XXXII
Ma renommée de poëte à peine éclos, ma qualité de diplomate français, l'accueil dont j'étais l'objet à la cour du souverain, mon bonheur intérieur, la présence de mes meilleurs amis, le loisir réservé à la poésie de ma vie comme à celle de mes pensées, ma reconnaissance pour tous ces dons de la Providence et mon penchant à la contemplation pieuse qui s'est toujours accru en moi dans les moments heureux de mon existence, comme les parfums de la terre qui s'élèvent mieux sous les rayons du soleil que sous les frimas des mauvais climats, semblaient me promettre une félicité calme dont je remerciais ma destinée; lorsqu'un événement étrange et inattendu vint changer du jour au lendemain cet agréable état de mon âme en une sorte de proscription sociale qui se déclara soudainement contre moi, et qui me fit craindre un moment de voir ma carrière diplomatique coupée et abrégée au moins en Italie, ce pays du monde dont j'aimais le plus à me faire une patrie d'adoption.
Voici cette bizarre et malheureuse péripétie de mon bonheur.
XXXIII
Peu de temps avant mon départ de France pour mon poste à Florence, le plus grand, selon moi, de tous les poëtes modernes, était mort en Grèce, tout jeune encore et dans le seul acte généreux, désintéressé, héroïque, qu'il eût tenté jusque-là pour racheter par la vertu les excentricités et les juvénilités peu sensées et peu louables de sa vie. Je veux parler de lord Byron, ce proscrit volontaire de sa famille et de sa patrie, qui avait eu le courage, comme le Renaud du Tasse, de quitter mieux qu'Armide, pour voler au secours d'une ombre de peuple par amour pour l'humanité et pour ce que nous appelions alors la gloire.
À son arrivée à Missolonghi avec de l'or et des armes, le ciel lui avait refusé l'occasion d'illustrer deux fois son nom de poëte en y ajoutant le nom de héros, d'homme d'État et de libérateur de la Grèce. S'il vivait aujourd'hui, la Grèce, selon toute probabilité, ne chercherait pas d'autre roi.
Lord Byron avait commencé sa réputation immortelle par la publication d'un poëme en quatre chants, ou plutôt d'une grande excentricité poétique, aussi originale et aussi vagabonde que son imagination, intitulée le Pèlerinage de Child Harold. C'était comme un lai des sirventes, comme une légende du moyen âge, dont les seuls événements étaient ses impressions et ses amours, ses songes dans les différentes terres et dans les différentes mers qu'il avait parcourues.

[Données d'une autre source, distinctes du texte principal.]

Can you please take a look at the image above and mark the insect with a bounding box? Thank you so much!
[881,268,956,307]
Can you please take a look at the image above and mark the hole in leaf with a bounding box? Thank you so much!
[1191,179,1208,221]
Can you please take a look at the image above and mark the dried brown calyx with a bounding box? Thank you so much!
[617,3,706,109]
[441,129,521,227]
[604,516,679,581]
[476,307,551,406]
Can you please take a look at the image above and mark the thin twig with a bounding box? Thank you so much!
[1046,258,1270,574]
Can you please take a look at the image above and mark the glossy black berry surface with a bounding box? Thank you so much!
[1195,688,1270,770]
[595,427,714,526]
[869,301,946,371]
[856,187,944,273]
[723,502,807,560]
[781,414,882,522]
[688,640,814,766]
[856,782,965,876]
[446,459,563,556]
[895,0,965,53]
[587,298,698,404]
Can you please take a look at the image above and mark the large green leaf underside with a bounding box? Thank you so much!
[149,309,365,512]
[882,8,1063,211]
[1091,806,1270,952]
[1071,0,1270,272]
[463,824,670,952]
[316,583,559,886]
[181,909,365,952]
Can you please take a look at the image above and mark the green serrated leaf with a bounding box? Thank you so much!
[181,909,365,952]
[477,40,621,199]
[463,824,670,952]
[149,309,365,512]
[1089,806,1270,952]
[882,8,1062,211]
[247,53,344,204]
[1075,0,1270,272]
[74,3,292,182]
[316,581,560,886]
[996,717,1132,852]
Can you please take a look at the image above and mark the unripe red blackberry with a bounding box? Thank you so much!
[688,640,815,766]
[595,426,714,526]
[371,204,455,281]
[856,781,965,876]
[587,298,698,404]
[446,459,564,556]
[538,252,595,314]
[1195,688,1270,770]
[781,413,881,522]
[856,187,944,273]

Ce poëme avait allumé l'imagination de son temps à proportion du plus ou moins d'élément combustible que ces imaginations portaient en elles-mêmes. La mienne en avait été incendiée, et c'est une de ces impressions que l'âge, les revers, les vicissitudes prosaïques de l'existence n'ont pas affaiblies en moi. Les morsures du charbon sacré ne se cicatrisent pas dans le cœur des poëtes.
XXXIV
La mort de lord Byron fut un deuil profond pour moi-même. Je me souviens encore de la matinée, à Mâcon, où ma mère, qui connaissait ma passion pour ce Tasse et pour ce Pétrarque des Anglais dans un seul homme, craignant l'effet soudain et inattendu que ferait sur moi cette mort d'un inconnu, entr'ouvrit mes rideaux d'une main prévoyante et m'annonça avec précaution la catastrophe du poëte, comme elle m'aurait annoncé une perte de famille. Elle portait sur sa physionomie l'empreinte de la douleur qu'elle pressentait dans mon cœur. Mon deuil en effet, à moi, fut immense et ne se consola jamais de cette étoile éteinte dans le ciel de la poésie de notre siècle. Il avait beau avoir écrit cette parodie de l'amour intitulée Don Juan. C'était une débauche de colère et de cynisme contre lui-même, un reniement de saint Pierre que le Dieu déplore et pardonne. Sa poésie est éternelle, parce qu'elle pleure mieux qu'elle ne fait semblant de rire. Sa note sensible s'empare de l'âme comme une harmonica céleste. Les nerfs en souffrent, mais le cœur en saigne, et les gouttes de sang qui en découlent sont les délices des cœurs sensibles.